Poland received the German lands in exchange for the lost territory in the east, and initially they weren't really asked if they want it. "Regained territories" is just BS commie talk to justify the ethnic cleansing that happened after the war. Stalin could just as well have taken the occupied Polish land in the east without ever touching German territory. Imagine what would have become of Poland in that scenario.
polishmama  3 | 279  
8 Mar 2012 /  #26
Like I said, we could go back and forth about it forever. Dealing with the here and now right now. Personally, I think that if Polish German relationships continue the way they have been lately, that there will end up being a marker or something along those lines commemorating the women and children who died in the Festung evacuation. Possibly in 5-15 years. But it would also bring up the very sore subject of the border shifts and land lost in the East. So, there's the question. Is it worth it to open that can of worms? And what would come of it? What would it positively vs negatively accomplish? What would the long term effect of that reopened "can" be?
TheOther  6 | 3596  
8 Mar 2012 /  #27
I would welcome closer relations between Poland and Germany. The countries share large parts of their history, both cultures mixed extensively over the centuries. They have much more in common than the politicians want to admit. Maybe the EU and Schengen will make land borders obsolete at some point of time, and people can look forward instead of living in the past so often?
JonnyM  11 | 2607  
8 Mar 2012 /  #28
he very sore subject of the border shifts

Talking about railway stations and border changes, Ostrow Wielkopolska is a little town with a huge railway station - presumably it was the frontier until 1915.

I really do hope that the rumours I hear about Warsaw station being demolished are untrue. Firstly I like the building, and secondly I utterly fail to see the point of spending two years and a shedload of cash renovating a building only to pull it down a year or two later.

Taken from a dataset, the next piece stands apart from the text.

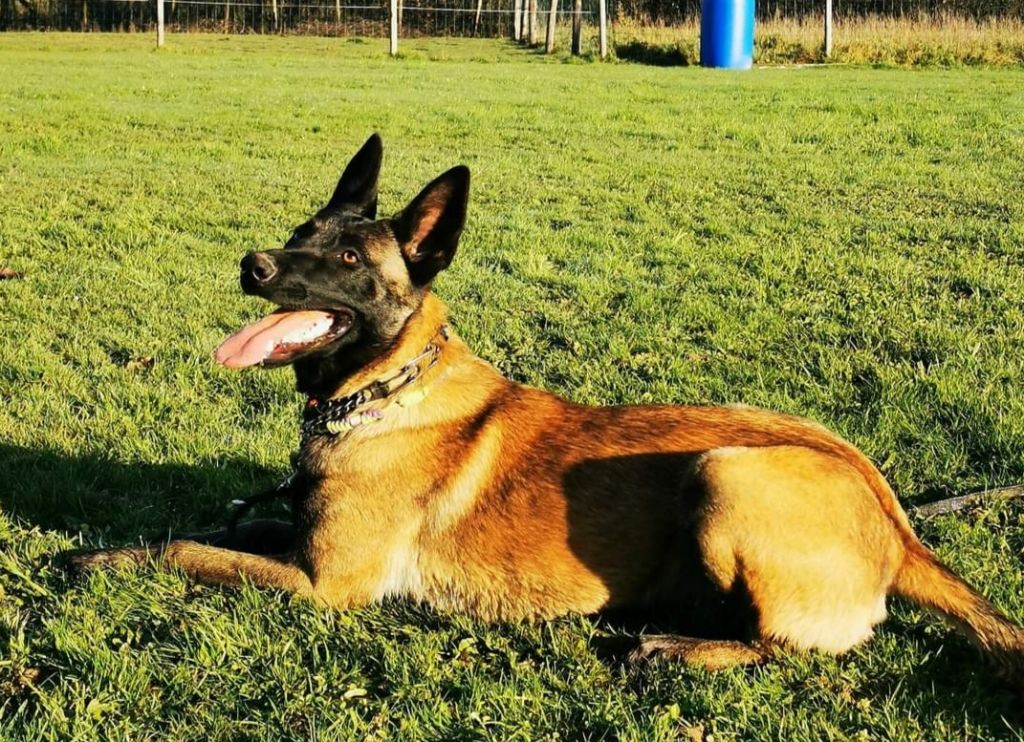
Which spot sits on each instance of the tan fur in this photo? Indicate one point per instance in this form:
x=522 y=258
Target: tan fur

Have those rumours started again?
Des Essientes  7 | 1288  
8 Mar 2012 /  #29
Living dangerously deserves remembered?

Zbigniew Cybulski, who did live dangerously, deserves to be remembered for his art and he is rightfully commemorated at Wrocław's train station.

I suppose you'll support putting up a plaque where every reckless Polish driver has killed himself, too.

You suppose stupidly.
delphiandomine  86 | 17823  
9 Mar 2012 /  #30
Maybe the EU and Schengen will make land borders obsolete at some point of time, and people can look forward instead of living in the past so often?

The border is more or less obsolete as it is - to illustrate, I was at a street party in Germany last year. Didn't fancy paying 2.50 euro a beer, so we nipped across the bridge to Poland, bought a load of beers there for .70c each, then took them back to Germany and drank them there. No-one bothered us, no-one said a word. Took about 10 minutes to do.

And people are against the EU and Schengen?

Zbigniew Cybulski, who did live dangerously, deserves to be remembered for his art and he is rightfully commemorated at Wrocław's train station.

Yay, let's celebrate stupidity.

It's certainly a very Polish thing to do, as witnessed by the endless celebration of Polish defeats.